If fabulous organic food, unsurpassed views of Green Lake and the mountains and ample portion sizes are more important than the Village scene - then you might have overlooked the Edgewater, we have, and I have been coming to Whistler since 1971. We shared the salads and entrees, switching at half time as we both wanted each item below, but only had appetite for one salad and entrée each. I am writing this, but expressing the comments of the love of my life of 35 year's as well.
Tonight was a slow Thursday night in the restaurant, so it could be the kitchen had time to do their magic, regardless we had a memorable meal.

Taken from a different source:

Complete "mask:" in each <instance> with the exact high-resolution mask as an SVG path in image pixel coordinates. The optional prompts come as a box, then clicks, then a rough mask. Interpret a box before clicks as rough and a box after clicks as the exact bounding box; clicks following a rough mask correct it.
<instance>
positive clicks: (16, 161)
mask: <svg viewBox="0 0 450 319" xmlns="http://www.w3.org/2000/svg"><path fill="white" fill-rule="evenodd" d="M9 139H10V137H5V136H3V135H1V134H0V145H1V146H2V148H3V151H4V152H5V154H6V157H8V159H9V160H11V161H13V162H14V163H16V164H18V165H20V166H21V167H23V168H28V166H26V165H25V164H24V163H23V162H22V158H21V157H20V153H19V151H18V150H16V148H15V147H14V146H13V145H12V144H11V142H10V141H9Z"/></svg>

The service was personal, enjoyable and helpful. Our server was from Pemberton, so a nice person with real people skills, knows the area and likes people, but not slickly dressed, officious and crisp (no black slacks/top and white apron). She was the only server only server, 7 tables! We never lacked for attention or waited for drink or food. She added to our evening and others enjoyed her service as well. It is easy to hear interactions in a small setting.
The restaurant is midcycle in the need for remodeling and updating, So very nice, but not like a new property. This is a lodge, not glam spot. Clean and well maintained.

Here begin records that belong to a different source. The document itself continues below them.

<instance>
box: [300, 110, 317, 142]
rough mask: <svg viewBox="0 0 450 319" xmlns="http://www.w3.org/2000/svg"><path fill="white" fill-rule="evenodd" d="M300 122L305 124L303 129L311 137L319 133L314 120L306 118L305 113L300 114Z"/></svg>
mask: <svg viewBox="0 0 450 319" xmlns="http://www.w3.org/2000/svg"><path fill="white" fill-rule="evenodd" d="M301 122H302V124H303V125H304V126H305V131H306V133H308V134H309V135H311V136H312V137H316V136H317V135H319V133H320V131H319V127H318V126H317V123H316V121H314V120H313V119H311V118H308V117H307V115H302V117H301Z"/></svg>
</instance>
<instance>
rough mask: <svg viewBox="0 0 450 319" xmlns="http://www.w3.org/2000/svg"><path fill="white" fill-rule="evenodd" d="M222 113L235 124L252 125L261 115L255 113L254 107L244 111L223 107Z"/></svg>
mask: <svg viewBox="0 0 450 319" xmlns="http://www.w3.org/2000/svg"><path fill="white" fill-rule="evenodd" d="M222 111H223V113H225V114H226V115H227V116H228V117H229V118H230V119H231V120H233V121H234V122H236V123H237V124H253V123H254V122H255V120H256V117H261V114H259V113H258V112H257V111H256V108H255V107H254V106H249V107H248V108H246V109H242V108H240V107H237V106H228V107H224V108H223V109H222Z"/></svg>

If food your main passion, then this is the place. The Mixed Artisanal Greens Duck Confit, Truffle Dressing, & Crispy Shallots was PERFECT! The shallots were crisp, NOT battered and deep fried. The duck confit, best yet (Café Mambo in Paia, Maui is second place). The salad greens were well presented and the greens were kissed with zest of a balanced dressing, not slathered and crushed with sugary corn starch mess or over powered with a salty oil and balsamic vinegar blend.

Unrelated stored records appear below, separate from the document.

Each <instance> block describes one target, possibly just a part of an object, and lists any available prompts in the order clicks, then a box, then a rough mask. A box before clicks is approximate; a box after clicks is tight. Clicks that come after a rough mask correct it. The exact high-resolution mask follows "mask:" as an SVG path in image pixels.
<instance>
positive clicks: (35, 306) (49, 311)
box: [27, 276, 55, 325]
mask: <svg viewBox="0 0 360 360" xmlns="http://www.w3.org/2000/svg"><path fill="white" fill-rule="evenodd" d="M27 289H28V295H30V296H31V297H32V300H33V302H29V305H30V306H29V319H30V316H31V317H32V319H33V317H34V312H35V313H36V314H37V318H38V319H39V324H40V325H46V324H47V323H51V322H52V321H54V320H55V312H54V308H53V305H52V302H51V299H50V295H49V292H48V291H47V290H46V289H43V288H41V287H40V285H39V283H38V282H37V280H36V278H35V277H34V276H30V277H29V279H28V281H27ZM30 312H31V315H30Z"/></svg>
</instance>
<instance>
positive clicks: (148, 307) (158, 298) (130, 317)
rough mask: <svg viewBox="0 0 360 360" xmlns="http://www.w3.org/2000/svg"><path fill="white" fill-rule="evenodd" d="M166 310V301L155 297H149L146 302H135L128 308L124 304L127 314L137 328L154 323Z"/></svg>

The pounded tuna and prawns were lovely, off set with the fennel and watercress. The portion size of the greens was small, but fresh, crisp, expertly prepared. Very tasty.
The braised lamb shank fell off the bone. The braise stock had a mélange of tasty seasonings in the olive oil that I loved - I eat lamb 1 a week a least and this was great!.
The roasted venison loin ordered medium came out medium rare to the rare side. The biggest shock was that it could be cut with a fork. The second biggest shock was that the flavor and texture were superb. I always order lamb and venison medium as most cooks under cook it and it is rubbery. The presentation was nice on the plate, but the rare center of the meat was visually troubling to look at (thinking bubble gum) but was a delight to chew and savor. Had it been cooked truly medium it would have been over done. My compliments to the chef.
The Orange Vanilla Crème Brulee was stellar, and I can't abide most restaurants attempts at this simple dish. It was more yellow that I have ever seen, but a natural egg yolk color, not a yellow/orange food color yellow. Maybe the chef used eggs from chicken eating in a real pasture and not raised in a factory?
The Cheesecake did not meet my expectations of New York style - When I read New York cheesecake I expect 1 3/4" or higher piece of cake that is crumbly to the dry side with a crust that doesn't break when I put my fork to it. The crust was hard and a little thick, and the cheesecake was not "cake" but more like slightly thick sour cream. Alright, I ate the whole thing and not a crumb was left, but still - not my idea of a New York Cheesecake.
I often hear of great chefs leaving the city, but they are often just burned out and off their game, but Patrick Fortier is a talented Executive Chef of the Edgewater Restaurant who exceeded my expectations today.
So this is a continental disappointment because the form of continental decorum is lacking - "the pish posh is not tip top" but thank you for my best meal in Whistler, and I have been eating in Whistler since 1971 and I suspect other foodies will love your offerings.